Science Book a Day Interviews Mark Winston


Special thanks to Mark Winston for answering 5 questions about his recently featured book – Bee Time: Lessons From the Hive

Mark L. Winston is that rare individual, a scientist who can speak eloquently to the public.  Recognized as one of the world’s leading expert on bees and pollination, Mark has had an illustrious career researching, teaching, writing and commenting on bees and agriculture, environmental issues and science policy.  – From Mark’s Homepage

Mark’s Homepage:

#1 – What was the impetus for Bee Time?

I started out to write a book about experiential education, a teaching/learning book that incorporated my interests in dialogue, experiential learning and community engagement. The title was Dialogue in Bee Time: Experiencing your Education. I wrote close to 30,000 words before realizing it wasn’t working and putting it aside for a year or two, when I realized the book I wanted to write was not about dialogue using the occasional bee metaphor, but actually about bees. I’ve spent a lifetime learning from bees, and wanted to share those lessons with readers.

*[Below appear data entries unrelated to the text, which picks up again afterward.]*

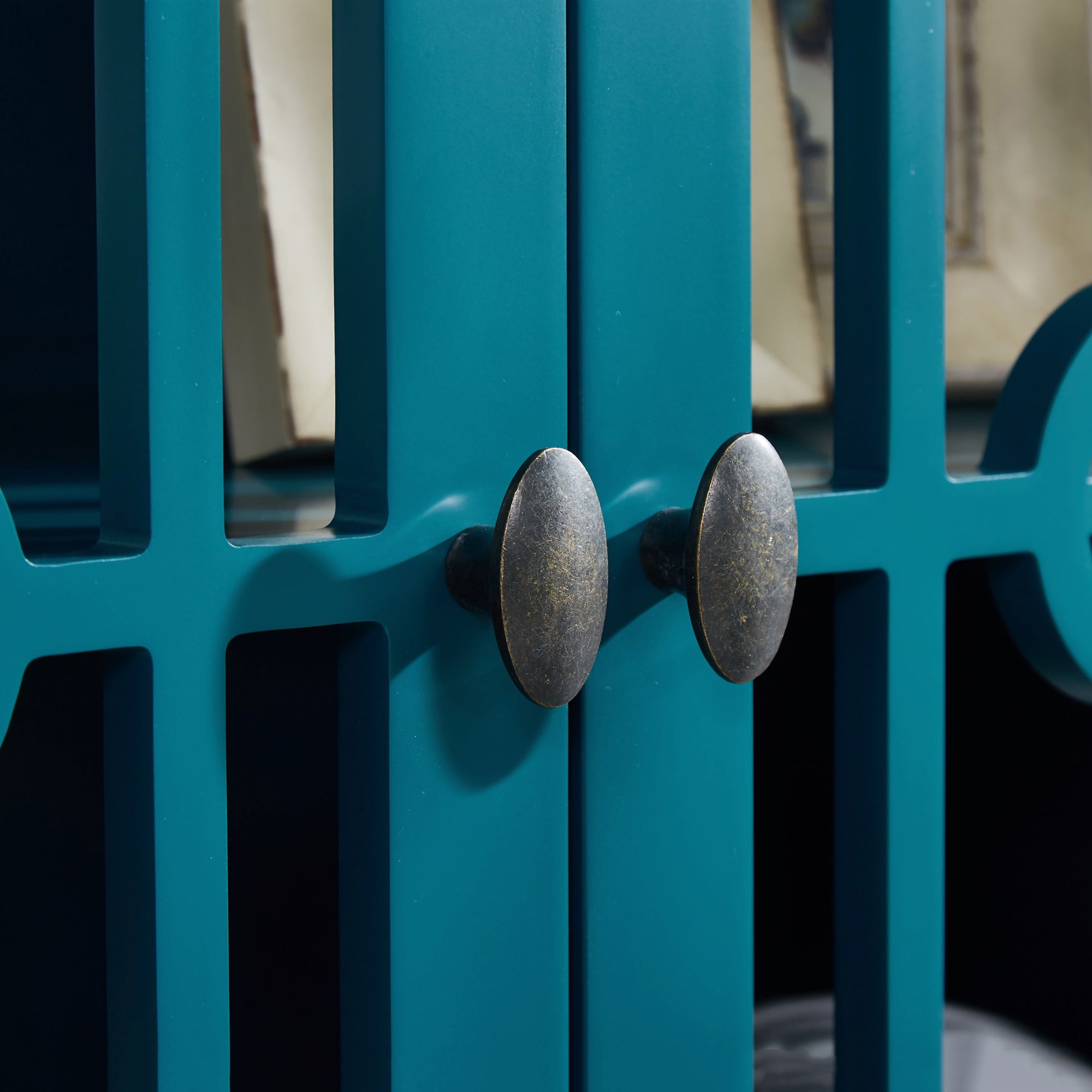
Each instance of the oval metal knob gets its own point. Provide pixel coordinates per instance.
(542, 575)
(733, 555)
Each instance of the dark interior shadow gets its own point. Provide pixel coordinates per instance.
(485, 726)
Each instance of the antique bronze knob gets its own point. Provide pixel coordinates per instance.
(733, 555)
(542, 575)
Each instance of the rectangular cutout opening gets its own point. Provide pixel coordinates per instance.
(288, 185)
(794, 845)
(50, 379)
(77, 930)
(308, 858)
(1018, 824)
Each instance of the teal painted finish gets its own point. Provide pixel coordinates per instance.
(474, 286)
(452, 225)
(661, 369)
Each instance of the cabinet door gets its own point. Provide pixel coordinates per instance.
(450, 282)
(661, 365)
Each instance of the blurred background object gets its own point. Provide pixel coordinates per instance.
(277, 197)
(794, 1052)
(1018, 181)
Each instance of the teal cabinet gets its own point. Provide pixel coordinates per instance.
(542, 229)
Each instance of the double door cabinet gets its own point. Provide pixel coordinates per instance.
(542, 246)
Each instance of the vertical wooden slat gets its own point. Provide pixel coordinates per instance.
(662, 366)
(889, 432)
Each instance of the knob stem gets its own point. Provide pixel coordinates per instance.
(467, 568)
(663, 549)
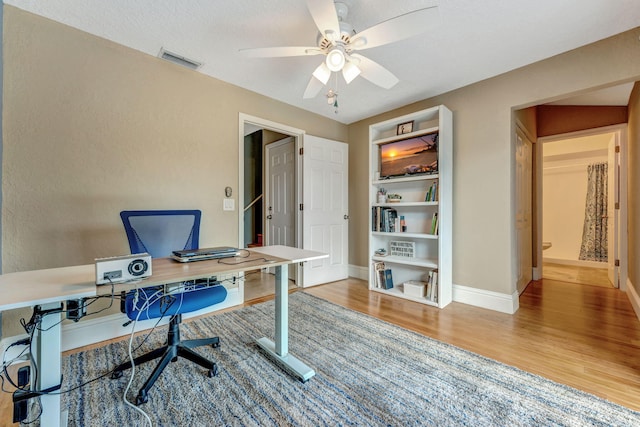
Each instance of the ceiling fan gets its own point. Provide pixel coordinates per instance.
(338, 42)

#2 – You’ve worked with bees for 30 years. What is it about bees that has led you to devote so much time to them?

Bees were a natural fit for my personality, or perhaps it’s more accurate to say my personality grew into the person I was meant to be from being exposed to bees. Bees are highly collaborative, putting society first, which appeals to my sense of collegiality and common purpose. In addition, bees are present in the world around them, and listen to each other, qualities I try to emulate in my relationships with other people and with the nature around us.

#3 – You talk about how many of the problems bees have are due to humans. Are people you speak to surprised by this?

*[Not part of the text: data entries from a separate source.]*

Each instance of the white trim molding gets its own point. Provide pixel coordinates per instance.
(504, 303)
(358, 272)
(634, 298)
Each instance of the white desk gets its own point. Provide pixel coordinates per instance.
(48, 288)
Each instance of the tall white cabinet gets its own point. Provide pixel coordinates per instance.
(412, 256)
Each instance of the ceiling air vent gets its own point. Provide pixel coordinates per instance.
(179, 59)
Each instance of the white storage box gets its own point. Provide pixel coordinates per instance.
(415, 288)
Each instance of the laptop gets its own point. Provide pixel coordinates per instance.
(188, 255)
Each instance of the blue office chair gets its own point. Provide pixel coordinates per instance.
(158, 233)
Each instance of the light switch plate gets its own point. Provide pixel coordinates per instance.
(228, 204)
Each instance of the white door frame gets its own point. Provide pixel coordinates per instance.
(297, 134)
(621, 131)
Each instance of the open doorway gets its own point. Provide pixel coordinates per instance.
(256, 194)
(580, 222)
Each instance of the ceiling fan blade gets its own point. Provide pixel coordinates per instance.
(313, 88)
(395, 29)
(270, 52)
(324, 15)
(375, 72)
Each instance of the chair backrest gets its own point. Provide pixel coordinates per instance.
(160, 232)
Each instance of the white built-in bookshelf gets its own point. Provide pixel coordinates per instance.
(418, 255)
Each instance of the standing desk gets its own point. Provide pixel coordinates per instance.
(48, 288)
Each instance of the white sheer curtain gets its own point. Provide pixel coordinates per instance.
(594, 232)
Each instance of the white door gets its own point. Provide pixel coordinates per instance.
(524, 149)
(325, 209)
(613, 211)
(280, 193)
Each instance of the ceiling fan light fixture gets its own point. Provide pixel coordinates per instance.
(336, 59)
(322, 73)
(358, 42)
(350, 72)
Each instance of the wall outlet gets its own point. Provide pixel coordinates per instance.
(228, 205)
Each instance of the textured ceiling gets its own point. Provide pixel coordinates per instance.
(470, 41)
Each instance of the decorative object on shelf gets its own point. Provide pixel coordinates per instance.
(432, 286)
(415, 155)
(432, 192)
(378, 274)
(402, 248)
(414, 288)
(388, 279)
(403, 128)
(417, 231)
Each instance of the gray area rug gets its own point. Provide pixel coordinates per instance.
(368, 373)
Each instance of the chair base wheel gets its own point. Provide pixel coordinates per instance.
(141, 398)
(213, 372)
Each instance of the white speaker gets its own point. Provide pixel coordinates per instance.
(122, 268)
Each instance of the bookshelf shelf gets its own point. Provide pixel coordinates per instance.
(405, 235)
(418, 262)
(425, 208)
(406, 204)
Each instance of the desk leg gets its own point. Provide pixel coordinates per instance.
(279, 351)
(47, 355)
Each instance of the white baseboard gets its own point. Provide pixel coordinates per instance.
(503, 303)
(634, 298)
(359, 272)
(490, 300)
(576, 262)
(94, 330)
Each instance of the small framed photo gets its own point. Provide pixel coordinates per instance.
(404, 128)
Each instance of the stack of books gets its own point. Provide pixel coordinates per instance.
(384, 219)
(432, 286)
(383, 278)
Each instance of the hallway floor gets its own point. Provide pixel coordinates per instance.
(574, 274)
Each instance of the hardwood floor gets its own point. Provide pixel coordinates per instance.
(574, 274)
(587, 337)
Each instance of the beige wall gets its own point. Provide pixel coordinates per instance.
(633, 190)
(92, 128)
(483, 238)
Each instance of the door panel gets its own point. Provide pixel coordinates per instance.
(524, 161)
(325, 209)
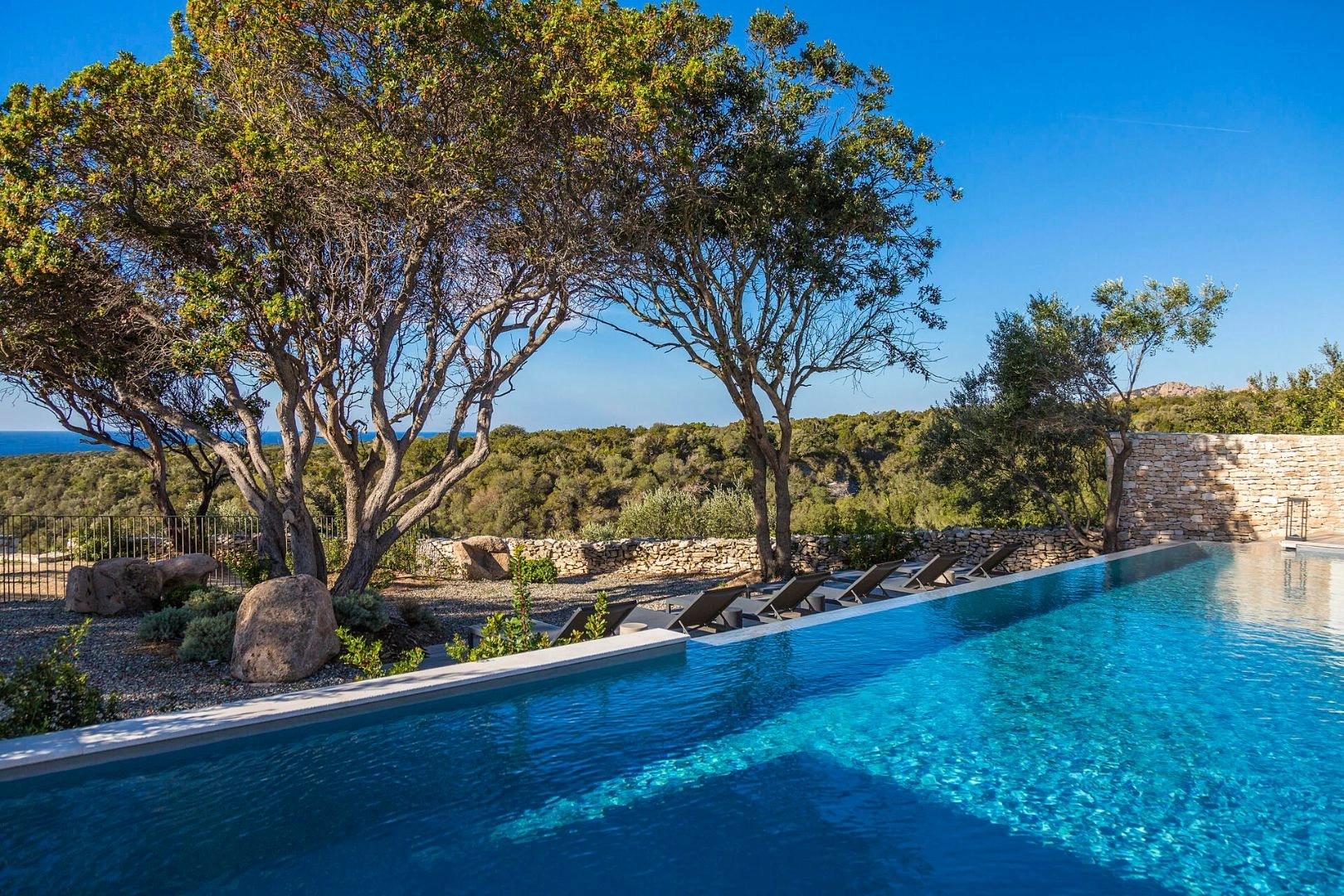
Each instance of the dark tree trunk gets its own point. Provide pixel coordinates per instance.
(360, 562)
(1116, 494)
(765, 551)
(782, 520)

I think it’s the kind of surprise that comes when we articulate something we knew intuitively all along. We know we are doing damage to the natural world around us, but our actions don’t always reflect that intuitive understanding.

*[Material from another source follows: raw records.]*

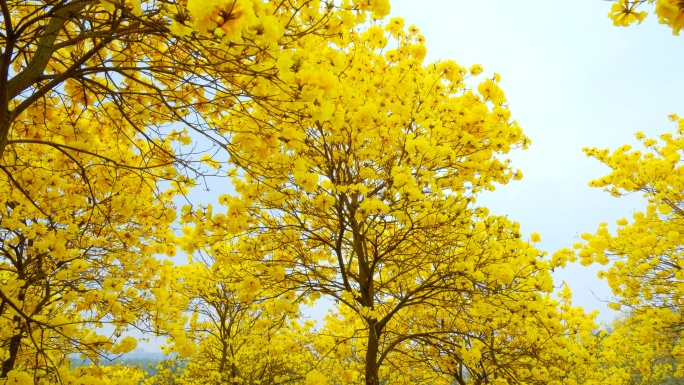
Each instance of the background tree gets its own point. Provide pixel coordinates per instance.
(243, 324)
(646, 252)
(76, 252)
(669, 12)
(153, 64)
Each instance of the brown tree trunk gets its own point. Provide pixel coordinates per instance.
(372, 351)
(15, 343)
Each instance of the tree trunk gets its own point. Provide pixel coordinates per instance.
(372, 350)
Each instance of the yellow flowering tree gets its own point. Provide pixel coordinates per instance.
(644, 254)
(669, 12)
(242, 324)
(162, 66)
(363, 190)
(79, 235)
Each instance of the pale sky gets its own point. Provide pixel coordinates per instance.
(573, 80)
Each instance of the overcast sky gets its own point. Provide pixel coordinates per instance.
(573, 80)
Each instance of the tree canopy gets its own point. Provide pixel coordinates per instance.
(350, 169)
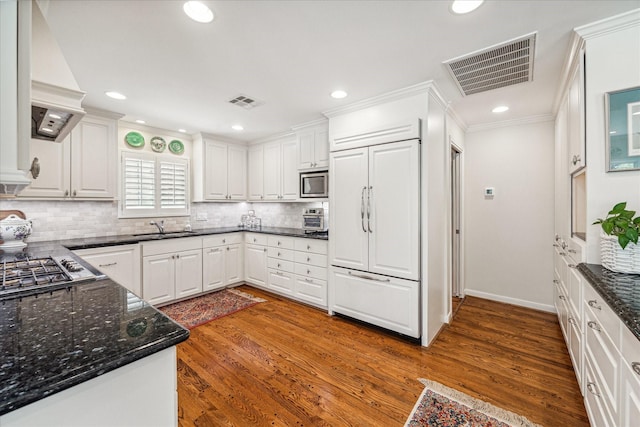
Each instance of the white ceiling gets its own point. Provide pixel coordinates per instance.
(178, 73)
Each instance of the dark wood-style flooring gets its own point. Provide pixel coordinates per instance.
(281, 363)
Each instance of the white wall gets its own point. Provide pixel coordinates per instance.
(508, 238)
(612, 63)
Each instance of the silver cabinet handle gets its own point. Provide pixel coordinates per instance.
(107, 265)
(364, 276)
(369, 210)
(592, 389)
(362, 208)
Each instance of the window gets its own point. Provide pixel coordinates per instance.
(153, 186)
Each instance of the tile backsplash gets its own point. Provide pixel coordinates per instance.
(58, 220)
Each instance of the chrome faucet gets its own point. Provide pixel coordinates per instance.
(160, 225)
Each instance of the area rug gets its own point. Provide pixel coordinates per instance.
(200, 310)
(441, 406)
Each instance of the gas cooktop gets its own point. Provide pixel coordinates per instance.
(39, 273)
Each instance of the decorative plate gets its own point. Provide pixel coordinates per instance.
(176, 147)
(134, 139)
(158, 144)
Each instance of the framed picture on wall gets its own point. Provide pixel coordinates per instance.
(623, 130)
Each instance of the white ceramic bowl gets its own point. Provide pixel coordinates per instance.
(13, 231)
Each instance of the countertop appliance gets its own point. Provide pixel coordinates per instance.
(314, 185)
(314, 220)
(38, 273)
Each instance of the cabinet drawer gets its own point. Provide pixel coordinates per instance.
(256, 238)
(171, 245)
(282, 282)
(311, 245)
(281, 242)
(312, 290)
(311, 271)
(596, 308)
(221, 239)
(285, 254)
(311, 259)
(278, 264)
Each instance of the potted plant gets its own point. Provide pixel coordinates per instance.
(619, 247)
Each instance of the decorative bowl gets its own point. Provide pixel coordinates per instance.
(13, 231)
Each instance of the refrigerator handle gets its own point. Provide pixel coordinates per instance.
(362, 208)
(369, 209)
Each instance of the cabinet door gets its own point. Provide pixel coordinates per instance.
(215, 173)
(55, 169)
(256, 264)
(233, 264)
(272, 171)
(237, 173)
(120, 263)
(290, 175)
(188, 273)
(158, 278)
(93, 158)
(256, 172)
(393, 205)
(213, 268)
(348, 196)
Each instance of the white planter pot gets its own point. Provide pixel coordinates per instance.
(620, 260)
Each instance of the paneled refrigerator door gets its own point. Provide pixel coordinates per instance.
(393, 209)
(348, 186)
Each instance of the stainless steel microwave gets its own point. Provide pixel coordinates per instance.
(314, 184)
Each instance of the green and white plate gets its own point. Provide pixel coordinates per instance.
(158, 144)
(134, 139)
(176, 147)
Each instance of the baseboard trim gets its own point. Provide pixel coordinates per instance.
(509, 300)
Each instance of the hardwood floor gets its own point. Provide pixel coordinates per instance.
(281, 363)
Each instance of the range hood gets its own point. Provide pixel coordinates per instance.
(56, 99)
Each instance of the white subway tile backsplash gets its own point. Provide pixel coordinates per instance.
(58, 220)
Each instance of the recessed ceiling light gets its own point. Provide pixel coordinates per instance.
(115, 95)
(198, 11)
(500, 109)
(338, 94)
(465, 6)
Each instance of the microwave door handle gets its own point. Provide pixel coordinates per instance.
(362, 208)
(369, 209)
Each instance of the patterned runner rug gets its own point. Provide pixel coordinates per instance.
(441, 406)
(200, 310)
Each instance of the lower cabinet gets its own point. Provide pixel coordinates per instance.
(120, 263)
(171, 269)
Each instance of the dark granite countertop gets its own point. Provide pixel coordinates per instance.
(53, 340)
(620, 291)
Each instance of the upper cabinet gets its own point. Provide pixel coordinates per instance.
(575, 117)
(273, 170)
(313, 146)
(219, 170)
(83, 166)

#4 – Is your book a clarion call? Are you optimistic about the future of bees?

I am optimistic, but my optimism is tempered by the realization that it will take considerable action on our part to preserve those important pollinators. We must be proactive, and soon, at reducing pesticide use and improving the habitats necessary for bees to thrive, or our future won’t be very positive, either. But we humans have that unusual trait of creating problems and then solving them, and I’m hopeful we will solve the problems we’ve created for bees, and in the process improve our own place in the world.

#5 – Are you working on any new books/projects you can tell us about?

Just a dim whisper of a book at the moment. I recently had a room named after me at my university, the Mark L. Winston Collaboration Room, and a friend suggested that would be an excellent title for a new book, The Collaboration Room. I’d love to write a book about collaboration in all its forms and twists and turns, so perhaps that will move from a vague idea onto the printed page someday. At the moment I’m sill immersed mentally in Bee Time, and it will be awhile before a new book becomes a more solid undertaking.